# Online Betta Shops



## Yaoilover12397 (Aug 12, 2011)

So, we have an Aquabid thread but something I would be intrested and I'm sure others would be to is onlike shops. Like breeders with their own store. Does anyone know any of these? I'd love some links.


----------



## bettarainbow (Apr 15, 2011)

Yep, i know few and one of them use to sell in aquabid as well but not anymore. 
3 breeders that i put on the top.

1st link is www.nicebettas.com
She specialize in multicolor dragon but she also breed other colors. she has a very good feedback. She is also very kind and very helpful. Her betta price are good, cheaper than aquabid i think.

2nd link is www.bettacolorourworld.com
I am not sure how many breeders share that webstore but they always have gorgeous betta, they sell also a lot of 5 stars fighter and giant hmplakat.
My sister has 2 pairs black dragon she bought from them, she will get them next wedsday. They have very good feedback also and they ship worldwide without the need of a transhipper, direct from them to your door. They also give indian almond leaves each time you buy their fishs, i don't see that with other breeders, i think it is a big plus.

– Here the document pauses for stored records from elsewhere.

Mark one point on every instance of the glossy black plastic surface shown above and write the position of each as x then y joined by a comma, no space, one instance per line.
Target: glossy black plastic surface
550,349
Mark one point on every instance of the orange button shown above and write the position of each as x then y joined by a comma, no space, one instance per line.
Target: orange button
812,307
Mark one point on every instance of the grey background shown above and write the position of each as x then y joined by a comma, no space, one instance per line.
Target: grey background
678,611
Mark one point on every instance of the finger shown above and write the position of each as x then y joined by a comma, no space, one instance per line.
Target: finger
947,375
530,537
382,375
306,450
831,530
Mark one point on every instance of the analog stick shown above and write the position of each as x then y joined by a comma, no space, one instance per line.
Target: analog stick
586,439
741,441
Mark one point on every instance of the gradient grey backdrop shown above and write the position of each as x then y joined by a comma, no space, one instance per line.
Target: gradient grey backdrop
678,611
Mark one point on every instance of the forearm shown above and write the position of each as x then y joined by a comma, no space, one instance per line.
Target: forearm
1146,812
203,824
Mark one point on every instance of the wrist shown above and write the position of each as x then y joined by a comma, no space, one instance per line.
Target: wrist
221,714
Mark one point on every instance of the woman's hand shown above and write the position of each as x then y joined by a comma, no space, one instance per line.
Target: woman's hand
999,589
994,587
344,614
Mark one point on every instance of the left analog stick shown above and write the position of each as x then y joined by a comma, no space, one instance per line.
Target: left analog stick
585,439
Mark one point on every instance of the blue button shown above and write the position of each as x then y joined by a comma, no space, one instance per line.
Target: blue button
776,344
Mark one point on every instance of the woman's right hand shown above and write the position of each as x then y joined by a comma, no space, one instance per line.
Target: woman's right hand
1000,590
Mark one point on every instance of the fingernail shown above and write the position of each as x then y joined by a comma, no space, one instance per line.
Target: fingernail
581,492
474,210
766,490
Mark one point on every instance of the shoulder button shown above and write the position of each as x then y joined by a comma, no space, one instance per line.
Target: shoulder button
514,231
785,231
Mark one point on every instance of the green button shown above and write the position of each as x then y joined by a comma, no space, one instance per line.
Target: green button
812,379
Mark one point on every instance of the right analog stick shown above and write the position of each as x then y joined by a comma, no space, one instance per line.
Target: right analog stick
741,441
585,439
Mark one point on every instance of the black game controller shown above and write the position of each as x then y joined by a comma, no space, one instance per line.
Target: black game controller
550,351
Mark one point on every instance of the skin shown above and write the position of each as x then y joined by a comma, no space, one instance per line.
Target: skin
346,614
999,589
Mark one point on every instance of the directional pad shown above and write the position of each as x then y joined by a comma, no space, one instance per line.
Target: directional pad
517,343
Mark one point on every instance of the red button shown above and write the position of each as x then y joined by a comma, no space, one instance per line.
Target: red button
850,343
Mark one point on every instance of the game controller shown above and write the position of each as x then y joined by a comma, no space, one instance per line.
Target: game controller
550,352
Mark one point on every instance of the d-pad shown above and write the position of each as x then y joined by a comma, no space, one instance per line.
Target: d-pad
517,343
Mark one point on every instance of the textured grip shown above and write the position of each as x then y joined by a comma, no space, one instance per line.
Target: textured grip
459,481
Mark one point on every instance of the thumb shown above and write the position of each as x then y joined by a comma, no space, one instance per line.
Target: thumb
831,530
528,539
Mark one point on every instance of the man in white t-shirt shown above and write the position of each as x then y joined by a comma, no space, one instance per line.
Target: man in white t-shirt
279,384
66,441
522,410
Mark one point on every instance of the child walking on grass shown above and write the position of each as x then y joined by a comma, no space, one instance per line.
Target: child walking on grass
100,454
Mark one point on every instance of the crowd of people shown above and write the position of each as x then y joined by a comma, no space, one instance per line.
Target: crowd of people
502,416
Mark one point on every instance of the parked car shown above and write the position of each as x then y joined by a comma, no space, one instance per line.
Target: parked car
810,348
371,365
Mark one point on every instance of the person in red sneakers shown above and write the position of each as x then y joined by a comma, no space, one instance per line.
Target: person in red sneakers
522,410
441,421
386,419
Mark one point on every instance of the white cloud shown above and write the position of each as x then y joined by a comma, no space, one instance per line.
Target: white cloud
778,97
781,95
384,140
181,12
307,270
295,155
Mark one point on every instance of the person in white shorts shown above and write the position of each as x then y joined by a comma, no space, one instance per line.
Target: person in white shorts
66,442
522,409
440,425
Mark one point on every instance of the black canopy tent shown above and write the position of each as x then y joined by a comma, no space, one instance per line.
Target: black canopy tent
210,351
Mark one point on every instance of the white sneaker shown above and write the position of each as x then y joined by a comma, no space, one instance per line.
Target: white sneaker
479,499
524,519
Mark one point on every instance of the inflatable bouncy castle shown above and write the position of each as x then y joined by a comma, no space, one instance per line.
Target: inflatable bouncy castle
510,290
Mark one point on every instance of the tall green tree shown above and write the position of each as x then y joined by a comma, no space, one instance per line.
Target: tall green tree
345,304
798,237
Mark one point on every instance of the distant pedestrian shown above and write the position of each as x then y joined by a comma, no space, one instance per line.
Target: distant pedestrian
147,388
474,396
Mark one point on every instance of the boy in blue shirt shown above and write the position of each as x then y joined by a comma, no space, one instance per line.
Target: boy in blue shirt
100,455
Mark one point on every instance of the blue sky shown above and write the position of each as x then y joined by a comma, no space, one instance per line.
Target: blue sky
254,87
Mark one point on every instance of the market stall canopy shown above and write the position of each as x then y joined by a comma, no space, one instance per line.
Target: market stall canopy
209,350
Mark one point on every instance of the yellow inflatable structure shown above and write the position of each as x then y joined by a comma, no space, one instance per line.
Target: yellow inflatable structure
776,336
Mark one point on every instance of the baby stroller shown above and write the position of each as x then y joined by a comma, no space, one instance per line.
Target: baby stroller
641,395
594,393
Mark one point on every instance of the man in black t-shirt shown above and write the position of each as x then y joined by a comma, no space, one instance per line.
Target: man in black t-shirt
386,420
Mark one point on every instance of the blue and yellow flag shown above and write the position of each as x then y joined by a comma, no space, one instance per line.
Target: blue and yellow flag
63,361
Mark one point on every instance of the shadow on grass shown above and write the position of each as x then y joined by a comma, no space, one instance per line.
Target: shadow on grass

3rd is www.atisonbetta.com
This breeder is very famous, known by all the breeders from Asia.
His betta are gorgeous also and he carry many kind of betta and has a big farm.
Very generous breeder.

I hope those info will help you to find your dream fish.


----------



## Mohan85 (Aug 27, 2011)

besides aquabid.com i know bettafishstore.com but i still prefer aquabid


----------